Brian Friel, who died in 2015, was for more than 40 years one of our most prolific playwrights; also one of our best. Yet, although many of his works have been staged in New York, they are not seen enough in American regional theater. Some of this is cultural—Friel, who was Irish and wrote very specifically about his country, may be considered far afield for American audiences.
But as this fine production of Making History reminds us, Friel’s plays have relevance beyond their own world and time. We’re fortunate to have such strong advocates in the Irish Heritage Theatre.
The setting here is around 1601, framed by the Siege of Kinsale, a tide-turning episode in the Nine Years’ War. The key players, drawn from history, are Hugh O’Neill, the Earl of Tyrone (played by Ethan Lipkin), a larger-than-life figure whose allegiances changed over time; and Hugh O’Donnell, the Earl of Tryconnell (Kevin Rodden), a charismatic leader, always ready for battle.
I assume much of this story would be familiar to Irish audiences—perhaps also to history buffs. It wasn’t known to me, but a quick Wikipedia consultation made it easy to follow. Don’t worry too much about it—although strategizing and battles form the narrative arc (the two acts of Making History are referred to as Before Kinsale, and After Kinsale), Friel’s lovely play is more of character study… and most powerfully, an examination of how history—in remembrance, at least—is as much an act of constructed storytelling as it is factual reporting.
The metaphoric quality of Making History comes through strikingly in Peggy Mecham’s nuanced production. Irish Heritage Theatre has modest resources, but here that turns out to be a plus—the look of the show, achieved through a few good costumes and scenic pieces, suggests the austere beauty and color palette of a Rembrandt painting.

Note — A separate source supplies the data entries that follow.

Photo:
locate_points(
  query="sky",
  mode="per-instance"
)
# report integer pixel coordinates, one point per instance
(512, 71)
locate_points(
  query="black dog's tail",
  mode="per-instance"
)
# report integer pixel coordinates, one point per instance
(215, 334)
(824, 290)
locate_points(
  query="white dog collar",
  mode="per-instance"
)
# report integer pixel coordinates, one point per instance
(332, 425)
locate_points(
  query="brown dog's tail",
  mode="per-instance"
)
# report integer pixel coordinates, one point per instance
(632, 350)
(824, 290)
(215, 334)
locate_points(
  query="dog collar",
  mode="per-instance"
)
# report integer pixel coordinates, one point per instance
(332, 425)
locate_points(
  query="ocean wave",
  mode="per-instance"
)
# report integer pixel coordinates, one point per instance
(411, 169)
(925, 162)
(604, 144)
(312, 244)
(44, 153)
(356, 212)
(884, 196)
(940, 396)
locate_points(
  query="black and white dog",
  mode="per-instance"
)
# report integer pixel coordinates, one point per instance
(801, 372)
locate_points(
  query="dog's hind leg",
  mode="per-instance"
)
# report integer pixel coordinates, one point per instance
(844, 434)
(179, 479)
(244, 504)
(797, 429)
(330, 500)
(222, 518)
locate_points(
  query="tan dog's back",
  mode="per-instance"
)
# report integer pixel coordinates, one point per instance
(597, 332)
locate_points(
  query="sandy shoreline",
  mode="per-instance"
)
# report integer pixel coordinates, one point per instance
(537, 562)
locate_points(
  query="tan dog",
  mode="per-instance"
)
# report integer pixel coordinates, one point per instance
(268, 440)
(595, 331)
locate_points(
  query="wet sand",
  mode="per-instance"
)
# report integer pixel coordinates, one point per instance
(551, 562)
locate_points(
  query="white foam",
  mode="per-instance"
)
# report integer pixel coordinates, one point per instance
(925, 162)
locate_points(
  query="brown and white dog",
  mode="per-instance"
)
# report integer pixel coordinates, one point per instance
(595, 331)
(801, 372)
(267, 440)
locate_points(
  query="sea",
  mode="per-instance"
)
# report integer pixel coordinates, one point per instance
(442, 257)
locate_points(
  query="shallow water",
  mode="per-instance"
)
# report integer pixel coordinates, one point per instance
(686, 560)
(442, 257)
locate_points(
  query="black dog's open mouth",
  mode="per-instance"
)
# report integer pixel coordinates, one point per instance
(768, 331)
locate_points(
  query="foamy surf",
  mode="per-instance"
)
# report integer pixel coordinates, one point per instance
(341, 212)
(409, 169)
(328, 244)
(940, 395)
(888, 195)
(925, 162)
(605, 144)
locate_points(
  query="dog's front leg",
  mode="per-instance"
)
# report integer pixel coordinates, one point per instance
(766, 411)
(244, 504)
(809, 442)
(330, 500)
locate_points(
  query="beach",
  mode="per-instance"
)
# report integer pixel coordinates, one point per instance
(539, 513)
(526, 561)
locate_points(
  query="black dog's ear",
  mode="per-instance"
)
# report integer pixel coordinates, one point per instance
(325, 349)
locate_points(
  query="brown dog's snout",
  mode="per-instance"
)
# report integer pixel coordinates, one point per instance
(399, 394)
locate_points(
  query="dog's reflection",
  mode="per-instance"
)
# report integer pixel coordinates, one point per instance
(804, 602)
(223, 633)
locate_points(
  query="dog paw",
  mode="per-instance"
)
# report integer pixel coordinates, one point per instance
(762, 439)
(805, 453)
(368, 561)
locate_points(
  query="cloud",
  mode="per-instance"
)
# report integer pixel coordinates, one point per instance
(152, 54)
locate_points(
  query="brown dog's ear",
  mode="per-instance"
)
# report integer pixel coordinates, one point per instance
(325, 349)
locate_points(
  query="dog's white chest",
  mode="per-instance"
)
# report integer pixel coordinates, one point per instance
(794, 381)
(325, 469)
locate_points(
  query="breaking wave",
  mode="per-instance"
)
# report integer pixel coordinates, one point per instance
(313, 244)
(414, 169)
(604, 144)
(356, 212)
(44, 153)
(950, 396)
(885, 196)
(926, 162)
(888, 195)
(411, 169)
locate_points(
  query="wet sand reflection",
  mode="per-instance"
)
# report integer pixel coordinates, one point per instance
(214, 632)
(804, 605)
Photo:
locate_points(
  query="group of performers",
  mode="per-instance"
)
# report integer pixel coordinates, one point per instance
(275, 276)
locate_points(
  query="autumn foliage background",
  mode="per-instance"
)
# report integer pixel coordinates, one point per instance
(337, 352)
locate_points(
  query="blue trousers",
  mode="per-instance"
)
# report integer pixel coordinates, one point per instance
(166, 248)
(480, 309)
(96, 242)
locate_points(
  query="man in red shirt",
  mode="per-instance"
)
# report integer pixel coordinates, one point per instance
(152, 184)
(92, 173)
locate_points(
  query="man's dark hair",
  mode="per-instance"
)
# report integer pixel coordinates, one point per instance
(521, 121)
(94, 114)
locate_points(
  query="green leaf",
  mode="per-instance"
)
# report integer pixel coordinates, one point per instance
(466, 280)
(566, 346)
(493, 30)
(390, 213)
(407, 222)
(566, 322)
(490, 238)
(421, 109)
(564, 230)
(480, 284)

And the acting talent at Irish Heritage Theatre continues to impress. Lipkin’s Orson Welles-like physique is a powerful stage presence—but he’s equally effective in his quieter moments. Kevin Rodden has stage charm and energy to burn. And I was especially won over by John Cannon, playing a soft-spoken but wily old Bishop, whose job it is transcribe the events into the record. (Audiences of a certain age will no doubt notice how much Cannon resembles—in looks and manner—the wonderful old actor, Cecil Kellaway.)
There’s fine work also by the two female actors, Stephanie Iozzia, and Melissa Amilani. In fact, one of the most startling and modern touches in Friel’s play is the recognition that women, so often marginalized in retelling old war histories, are in fact so central.
Making History, a talky play, gets stronger as it goes along. By the end, I was convinced that Friel is deliberately paying homage to George Bernard Shaw’s Saint Joan, another play where the central question is not simply what happened… but how decades and centuries later, it will be recalled. (The final scenes of both plays—set in a later time—are strikingly similar.) Having seen the terrific work Mecham and company are doing with Friel, I fervently hope they will someday do Saint Joan. I mean it as the highest compliment when I say they have the actors for it.